Called the African Leaders of Peace Summit, the event was held on Monday August 13 and Tuesday August 14 at the Westin hotel and Cape Town International Convention Centre respectively.
Organisations from Southern Africa, as well as from communities across Cape Town, were represented at the event.
According to Dr Quinta Joubert, who was part of the organising committee, the summit aimed to bring together government ministries, civil society organisations, including youth and women, media, teachers and religious leaders, to seek practical solutions for peacebuilding.
“It provided a platform for former and current leaders of Africa to advocate an intergenerational dialogue to promote sustainable peace and security and develop a legal framework for a conflict-free Africa,” Dr Joubert said.
The chairperson of HWPL, Man Hee Lee, said there are so many “unbelievable things happening these days”, hence it is everybody’s responsibility to work towards peace for the legacy of future generations.
“If we look at the vast universe, there is no other planet as beautiful as earth. As human beings we need to protect this earth. If evil becomes more and good becomes less, evil will destroy it. The reason I came to Africa is to tell people the need for peace. All families of the world must become messengers of peace. Presidents must sign a law to promote peace, and reduce the number of armies and weapons of mass destruction. I would also like to encourage you to write letters to your heads of state and ask them to do this,” Mr Hee Lee said.
Avril Andrews, who represented the Hanover Park-based organisation, Moms’ Move for Justice, Peace and Reconciliation, at the summit, said attaining peace is important, especially for a community like hers.
“We work with mothers who lost their sons through gang violence or crime.
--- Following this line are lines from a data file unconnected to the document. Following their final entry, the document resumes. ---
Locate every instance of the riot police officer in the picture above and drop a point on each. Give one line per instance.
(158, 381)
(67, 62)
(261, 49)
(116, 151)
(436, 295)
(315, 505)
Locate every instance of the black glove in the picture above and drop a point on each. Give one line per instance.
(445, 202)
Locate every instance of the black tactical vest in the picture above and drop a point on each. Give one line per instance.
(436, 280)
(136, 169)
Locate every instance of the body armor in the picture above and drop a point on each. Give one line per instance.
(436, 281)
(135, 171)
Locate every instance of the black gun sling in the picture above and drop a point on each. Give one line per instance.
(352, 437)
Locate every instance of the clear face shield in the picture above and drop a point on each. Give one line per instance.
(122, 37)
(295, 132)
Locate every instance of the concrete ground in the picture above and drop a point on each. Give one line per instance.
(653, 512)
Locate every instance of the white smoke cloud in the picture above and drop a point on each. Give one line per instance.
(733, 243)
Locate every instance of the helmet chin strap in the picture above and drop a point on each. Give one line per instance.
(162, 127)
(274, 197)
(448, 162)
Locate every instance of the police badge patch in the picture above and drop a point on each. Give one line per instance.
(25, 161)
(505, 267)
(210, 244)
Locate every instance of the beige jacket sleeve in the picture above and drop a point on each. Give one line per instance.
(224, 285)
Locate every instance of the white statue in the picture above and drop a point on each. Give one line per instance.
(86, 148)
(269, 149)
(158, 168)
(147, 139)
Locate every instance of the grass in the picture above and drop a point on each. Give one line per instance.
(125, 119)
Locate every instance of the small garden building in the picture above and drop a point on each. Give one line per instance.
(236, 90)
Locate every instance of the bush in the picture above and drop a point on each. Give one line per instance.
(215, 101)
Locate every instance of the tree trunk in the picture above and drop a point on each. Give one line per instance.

What we have found, is that when a mother does not find peace in her home, her family and community can be ripped apart. As soon as she finds peace, she can put things together. Three years ago, a group of mothers, their family and friends, came in peace and marched to Parliament. And because we came in peace, government has since opened some doors for mothers to get justice for their sons’ murders,” Ms Andrews said.
Soraya Salie, chairperson of the Bonteheuwel Walking Ladies, were among those selected for the International Women’s Peace Group (IWPG) Southern African Peace Committee. The IWPG is an affiliate of HWPL.
Said Ms Salie: “I’m so emotional. I did not expect this. I do this out of a passion for promoting peace. I plant seeds of peace, and as a symbol of peace, we grow sunflower gardens at schools in Bonteheuwel.
*The peace summit recognised the African Union’s 2018 theme – Winning the Fight against corruption: A Sustainable Path to Africa’s Transformation.
As a resolution to establish a legal framework for peace that can be implemented at both national and international level, the Declaration of Peace and Cessation of War (DPCW) was discussed in the various sessions – including peace education, civil society, and youth.
The DPCW addresses principles of conflict resolution and international cooperation for peacebuilding such as respect on the international law, peaceful dispute settlement, and spreading a culture of peace. It also shares the vision of the Agenda 2063 supporting the goal of a peaceful and gun-free Africa.